Predicting gene regulatory networks of soybean nodulation from RNA-Seq transcriptome data
1 Department of Computer Science, University of Missouri, Columbia, MO 65211, USA
2 Informatics Institute, University of Missouri, Columbia, MO, USA
3 C.S. Bond Life Science Center, University of Missouri, Columbia, MO, USA
4 Divisions of Plant Science and Biochemistry, Columbia, MO, USA
5 Current address: Department of Genetics, Geisel School of Medicine at Dartmouth, Hanover, NH 03755, USA
BMC Bioinformatics 2013, 14:278 doi:10.1186/1471-2105-14-278Published: 22 September 2013
High-throughput RNA sequencing (RNA-Seq) is a revolutionary technique to study the transcriptome of a cell under various conditions at a systems level. Despite the wide application of RNA-Seq techniques to generate experimental data in the last few years, few computational methods are available to analyze this huge amount of transcription data.
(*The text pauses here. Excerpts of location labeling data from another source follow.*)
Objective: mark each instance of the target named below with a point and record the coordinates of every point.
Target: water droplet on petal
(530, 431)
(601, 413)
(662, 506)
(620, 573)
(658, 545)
The computational methods for constructing gene regulatory networks from RNA-Seq expression data of hundreds or even thousands of genes are particularly lacking and urgently needed.
We developed an automated bioinformatics method to predict gene regulatory networks from the quantitative expression values of differentially expressed genes based on RNA-Seq transcriptome data of a cell in different stages and conditions, integrating transcriptional, genomic and gene function data. We applied the method to the RNA-Seq transcriptome data generated for soybean root hair cells in three different development stages of nodulation after rhizobium infection. The method predicted a soybean nodulation-related gene regulatory network consisting of 10 regulatory modules common for all three stages, and 24, 49 and 70 modules separately for the first, second and third stage, each containing both a group of co-expressed genes and several transcription factors collaboratively controlling their expression under different conditions. 8 of 10 common regulatory modules were validated by at least two kinds of validations, such as independent DNA binding motif analysis, gene function enrichment test, and previous experimental data in the literature.
We developed a computational method to reliably reconstruct gene regulatory networks from RNA-Seq transcriptome data. The method can generate valuable hypotheses for interpreting biological data and designing biological experiments such as ChIP-Seq, RNA interference, and yeast two hybrid experiments.